In Your Joy, Buy That Field

by

3 minutes

Hi Drew,

That man must have been really desperate with his son in that condition. I was just thinking, maybe it was easier for him to believe as he wanted help for his son? I don’t feel as though I’m in that position so may be it’s harder for me to believe? Should I wait until I am at death’s door before I need to believe. The Christian life might not be as fun as if I did my own thing–drinking, smoking, going out with girls, doing drugs–you know what I mean. I suppose what I’m saying is, can’t I enjoy life and believe in God later?

Jack

Welcome Back Jack,

I appreciate your honesty. And to return the favor I would like to be candidly honest with you. Is it geeky to numerically address several ideas from this most recent letter? I’ll accept your tacit approval on this one…

Here are three things from your paragraph that I want to speak to:

  1. Easier to believe vs. harder to believe; or desperation
  2. Waiting until “death’s door” to believe; or postponement
  3. Fun now, belief later; or treasuring the world above God

ONE. Ease of belief sort of sounds like an excuse, because ultimately what does ease have to do with believing, if believing in God is really what you want to do? More on this in number three.

TWO. Very simply, What if death’s door is a trap door that sneaks up on you and you don’t have time to all-of-a-sudden believe? Furthermore, is that a sincere belief/faith, if it postpones belief right until the last minute as if it were an unpleasant exercise?

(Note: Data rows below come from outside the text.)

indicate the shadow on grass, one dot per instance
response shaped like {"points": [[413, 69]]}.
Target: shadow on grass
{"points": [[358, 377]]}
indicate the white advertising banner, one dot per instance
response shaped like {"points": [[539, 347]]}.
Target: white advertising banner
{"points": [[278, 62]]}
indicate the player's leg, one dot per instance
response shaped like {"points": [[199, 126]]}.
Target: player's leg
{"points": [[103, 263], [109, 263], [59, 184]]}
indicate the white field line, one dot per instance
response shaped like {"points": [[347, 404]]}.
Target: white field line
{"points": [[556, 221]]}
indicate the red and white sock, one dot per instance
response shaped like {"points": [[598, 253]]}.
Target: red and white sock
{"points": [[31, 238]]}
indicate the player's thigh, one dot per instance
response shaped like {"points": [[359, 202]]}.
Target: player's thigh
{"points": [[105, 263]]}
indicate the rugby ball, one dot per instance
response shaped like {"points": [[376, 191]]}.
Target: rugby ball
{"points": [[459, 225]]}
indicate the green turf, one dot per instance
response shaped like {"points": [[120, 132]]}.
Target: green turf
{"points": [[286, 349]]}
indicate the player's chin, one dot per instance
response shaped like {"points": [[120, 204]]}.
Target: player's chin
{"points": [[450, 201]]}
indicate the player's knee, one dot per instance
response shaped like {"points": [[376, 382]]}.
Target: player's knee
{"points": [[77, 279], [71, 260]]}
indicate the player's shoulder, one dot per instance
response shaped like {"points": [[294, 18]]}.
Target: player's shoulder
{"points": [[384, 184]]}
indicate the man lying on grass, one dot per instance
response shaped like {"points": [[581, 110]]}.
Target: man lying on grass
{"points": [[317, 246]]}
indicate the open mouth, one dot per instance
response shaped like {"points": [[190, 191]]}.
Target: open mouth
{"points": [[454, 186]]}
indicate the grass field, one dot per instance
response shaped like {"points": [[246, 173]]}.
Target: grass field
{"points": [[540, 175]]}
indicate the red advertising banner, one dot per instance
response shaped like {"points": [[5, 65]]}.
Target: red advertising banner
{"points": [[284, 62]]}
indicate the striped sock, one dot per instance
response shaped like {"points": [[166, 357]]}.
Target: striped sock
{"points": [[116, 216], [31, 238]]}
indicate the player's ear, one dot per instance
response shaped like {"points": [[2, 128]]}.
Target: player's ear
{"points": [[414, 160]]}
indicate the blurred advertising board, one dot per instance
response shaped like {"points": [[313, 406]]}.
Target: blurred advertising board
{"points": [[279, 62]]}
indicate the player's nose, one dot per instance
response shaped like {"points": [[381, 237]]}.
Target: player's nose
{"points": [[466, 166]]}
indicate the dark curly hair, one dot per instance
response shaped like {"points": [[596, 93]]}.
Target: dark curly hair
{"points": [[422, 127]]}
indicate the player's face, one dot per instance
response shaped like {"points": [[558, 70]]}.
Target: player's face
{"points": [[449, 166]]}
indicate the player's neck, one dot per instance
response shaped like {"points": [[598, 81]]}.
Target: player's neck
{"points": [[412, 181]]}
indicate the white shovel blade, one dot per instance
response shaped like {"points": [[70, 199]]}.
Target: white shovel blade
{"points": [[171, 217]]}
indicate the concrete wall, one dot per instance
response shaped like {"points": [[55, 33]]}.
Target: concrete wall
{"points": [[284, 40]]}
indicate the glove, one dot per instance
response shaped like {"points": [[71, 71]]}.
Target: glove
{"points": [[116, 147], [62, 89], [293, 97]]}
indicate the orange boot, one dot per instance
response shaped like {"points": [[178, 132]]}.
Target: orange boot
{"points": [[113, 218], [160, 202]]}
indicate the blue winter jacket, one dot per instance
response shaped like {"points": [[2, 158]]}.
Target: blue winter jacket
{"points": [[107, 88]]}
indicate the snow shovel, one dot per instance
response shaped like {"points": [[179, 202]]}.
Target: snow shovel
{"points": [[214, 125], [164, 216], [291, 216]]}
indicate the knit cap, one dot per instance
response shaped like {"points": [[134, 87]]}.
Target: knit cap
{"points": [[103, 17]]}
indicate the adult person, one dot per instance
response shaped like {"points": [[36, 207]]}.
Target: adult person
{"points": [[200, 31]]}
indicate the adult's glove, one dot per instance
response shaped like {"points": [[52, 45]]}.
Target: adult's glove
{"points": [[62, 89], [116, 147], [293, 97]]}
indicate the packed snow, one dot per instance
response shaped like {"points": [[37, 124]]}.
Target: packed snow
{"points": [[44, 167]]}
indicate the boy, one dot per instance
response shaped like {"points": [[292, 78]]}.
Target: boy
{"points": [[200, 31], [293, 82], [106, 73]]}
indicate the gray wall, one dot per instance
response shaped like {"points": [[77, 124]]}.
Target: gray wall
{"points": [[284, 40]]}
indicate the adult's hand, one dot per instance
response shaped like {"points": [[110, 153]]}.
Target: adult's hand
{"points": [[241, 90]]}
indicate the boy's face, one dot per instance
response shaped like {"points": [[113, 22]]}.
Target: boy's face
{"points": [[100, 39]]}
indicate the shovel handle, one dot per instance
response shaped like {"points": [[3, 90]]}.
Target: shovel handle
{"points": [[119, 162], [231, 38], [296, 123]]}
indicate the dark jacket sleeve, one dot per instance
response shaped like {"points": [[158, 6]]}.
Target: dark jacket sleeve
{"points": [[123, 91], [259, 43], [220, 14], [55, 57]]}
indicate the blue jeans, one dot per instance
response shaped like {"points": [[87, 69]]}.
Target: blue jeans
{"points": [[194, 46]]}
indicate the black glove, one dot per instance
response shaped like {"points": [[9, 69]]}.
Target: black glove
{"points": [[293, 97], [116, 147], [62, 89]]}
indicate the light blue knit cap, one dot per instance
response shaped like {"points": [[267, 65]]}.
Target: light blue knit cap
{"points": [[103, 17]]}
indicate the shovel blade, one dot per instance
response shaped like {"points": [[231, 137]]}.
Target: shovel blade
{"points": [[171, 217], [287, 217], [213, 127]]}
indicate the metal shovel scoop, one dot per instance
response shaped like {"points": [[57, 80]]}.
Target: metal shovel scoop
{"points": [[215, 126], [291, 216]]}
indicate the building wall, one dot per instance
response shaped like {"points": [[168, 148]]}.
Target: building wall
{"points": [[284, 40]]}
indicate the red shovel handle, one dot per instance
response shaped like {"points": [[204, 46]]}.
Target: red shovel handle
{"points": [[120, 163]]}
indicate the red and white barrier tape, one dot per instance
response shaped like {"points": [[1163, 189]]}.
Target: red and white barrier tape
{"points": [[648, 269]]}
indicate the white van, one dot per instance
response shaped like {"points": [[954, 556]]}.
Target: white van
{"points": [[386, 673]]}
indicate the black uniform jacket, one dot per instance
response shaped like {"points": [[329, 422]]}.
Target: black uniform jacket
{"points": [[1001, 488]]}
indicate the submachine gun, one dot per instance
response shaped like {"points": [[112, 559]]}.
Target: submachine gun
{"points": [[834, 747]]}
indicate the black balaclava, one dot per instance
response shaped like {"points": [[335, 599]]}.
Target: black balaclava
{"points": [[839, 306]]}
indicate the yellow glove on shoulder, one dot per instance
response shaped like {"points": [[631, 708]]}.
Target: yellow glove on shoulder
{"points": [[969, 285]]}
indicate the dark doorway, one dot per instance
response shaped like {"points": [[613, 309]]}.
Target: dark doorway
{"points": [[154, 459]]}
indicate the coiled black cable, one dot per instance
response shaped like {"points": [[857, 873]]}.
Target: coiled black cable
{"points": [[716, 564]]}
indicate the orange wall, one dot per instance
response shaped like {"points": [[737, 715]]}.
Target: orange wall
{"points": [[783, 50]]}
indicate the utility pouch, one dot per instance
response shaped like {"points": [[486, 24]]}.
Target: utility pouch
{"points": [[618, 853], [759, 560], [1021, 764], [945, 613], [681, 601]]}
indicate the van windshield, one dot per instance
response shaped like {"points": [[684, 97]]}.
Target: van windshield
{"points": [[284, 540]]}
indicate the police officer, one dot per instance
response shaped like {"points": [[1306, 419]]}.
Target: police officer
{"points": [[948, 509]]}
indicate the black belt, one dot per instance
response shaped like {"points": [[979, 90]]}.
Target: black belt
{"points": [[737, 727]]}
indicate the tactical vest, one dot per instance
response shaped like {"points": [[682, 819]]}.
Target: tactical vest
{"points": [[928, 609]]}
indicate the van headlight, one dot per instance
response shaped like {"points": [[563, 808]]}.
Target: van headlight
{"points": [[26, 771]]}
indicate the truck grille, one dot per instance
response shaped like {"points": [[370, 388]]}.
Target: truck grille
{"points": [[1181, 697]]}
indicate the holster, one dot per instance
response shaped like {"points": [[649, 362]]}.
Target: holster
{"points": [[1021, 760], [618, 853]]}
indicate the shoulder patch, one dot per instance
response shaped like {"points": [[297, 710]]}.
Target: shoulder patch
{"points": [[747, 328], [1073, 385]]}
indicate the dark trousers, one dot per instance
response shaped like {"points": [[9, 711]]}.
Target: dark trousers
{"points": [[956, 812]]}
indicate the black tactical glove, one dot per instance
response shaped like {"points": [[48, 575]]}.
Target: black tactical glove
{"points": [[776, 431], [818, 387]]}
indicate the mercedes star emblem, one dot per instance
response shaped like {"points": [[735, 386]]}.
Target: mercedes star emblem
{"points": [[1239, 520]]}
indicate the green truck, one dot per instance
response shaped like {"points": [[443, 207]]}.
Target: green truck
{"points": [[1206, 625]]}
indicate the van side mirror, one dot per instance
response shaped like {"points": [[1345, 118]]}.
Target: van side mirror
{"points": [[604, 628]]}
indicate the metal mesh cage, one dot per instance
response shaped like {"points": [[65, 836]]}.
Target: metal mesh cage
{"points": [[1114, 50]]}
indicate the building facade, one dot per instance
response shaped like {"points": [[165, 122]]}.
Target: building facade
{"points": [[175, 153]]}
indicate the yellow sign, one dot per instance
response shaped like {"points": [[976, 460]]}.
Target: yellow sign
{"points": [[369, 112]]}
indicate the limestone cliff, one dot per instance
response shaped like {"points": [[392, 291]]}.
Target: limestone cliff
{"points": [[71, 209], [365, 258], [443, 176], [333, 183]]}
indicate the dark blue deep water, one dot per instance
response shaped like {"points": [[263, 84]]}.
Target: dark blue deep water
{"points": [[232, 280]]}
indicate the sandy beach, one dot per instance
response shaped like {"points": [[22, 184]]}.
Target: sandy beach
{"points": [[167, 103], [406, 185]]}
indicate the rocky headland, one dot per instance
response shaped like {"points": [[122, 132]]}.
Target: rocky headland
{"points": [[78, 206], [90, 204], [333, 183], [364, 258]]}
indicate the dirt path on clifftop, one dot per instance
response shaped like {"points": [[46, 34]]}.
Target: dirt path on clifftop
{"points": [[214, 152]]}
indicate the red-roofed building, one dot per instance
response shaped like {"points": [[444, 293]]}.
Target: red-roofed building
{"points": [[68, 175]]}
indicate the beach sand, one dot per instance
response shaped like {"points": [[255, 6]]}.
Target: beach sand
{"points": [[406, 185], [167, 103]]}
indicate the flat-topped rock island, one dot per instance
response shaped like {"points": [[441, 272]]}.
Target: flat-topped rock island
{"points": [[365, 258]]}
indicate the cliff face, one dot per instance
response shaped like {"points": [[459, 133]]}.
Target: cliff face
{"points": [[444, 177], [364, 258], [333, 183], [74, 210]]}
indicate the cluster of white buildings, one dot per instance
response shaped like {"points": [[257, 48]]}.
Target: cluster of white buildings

THREE. Jesus speaks of surrendering one’s life to him as “treasure hidden in a field, which a man found and covered up. Then in his joy he goes and sells all that he has and buys that field” (Matthew 13:44). In other words, trusting in Jesus for the forgiveness of your sins isn’t something that should be avoided like the plague and put off until the last moment of life. Contrariwise, salvation and new life in Jesus is more akin to treasure and joy, which one gladly forfeits in order to receive. Passages in the Bible that speak of the joy and happiness found in God flood my mind right now. Paul speaks of what God has prepared for us being immeasurably superior to that which we have now. A more contemporary Christian, C. S. Lewis, paints a vivid picture in his sermon The Weight of Glory when he says:

We are half-hearted creatures, fooling about with drink and sex and ambition when infinite joy is offered us, like an ignorant child who wants to go on making mud pies in a slum because he cannot imagine what is meant by the offer of a holiday at the sea. We are far too easily pleased.

Indeed we are far too easily pleased because we were created to find our maximum joy and fulfillment in God, and we have turned from him. When we realize that we are playing with mud pies apart from God, we too become somewhat desperate like the man with the sick child that we talked about in your last letter.

The bottom line is we are to treasure God above all the things found in this world because he is truly the most valuable of all. It is exciting to know that God has so orchestrated everything that our maximum joy is found in him, and this can be discovered by heeding his call to repent and trust Jesus for the forgiveness of sins.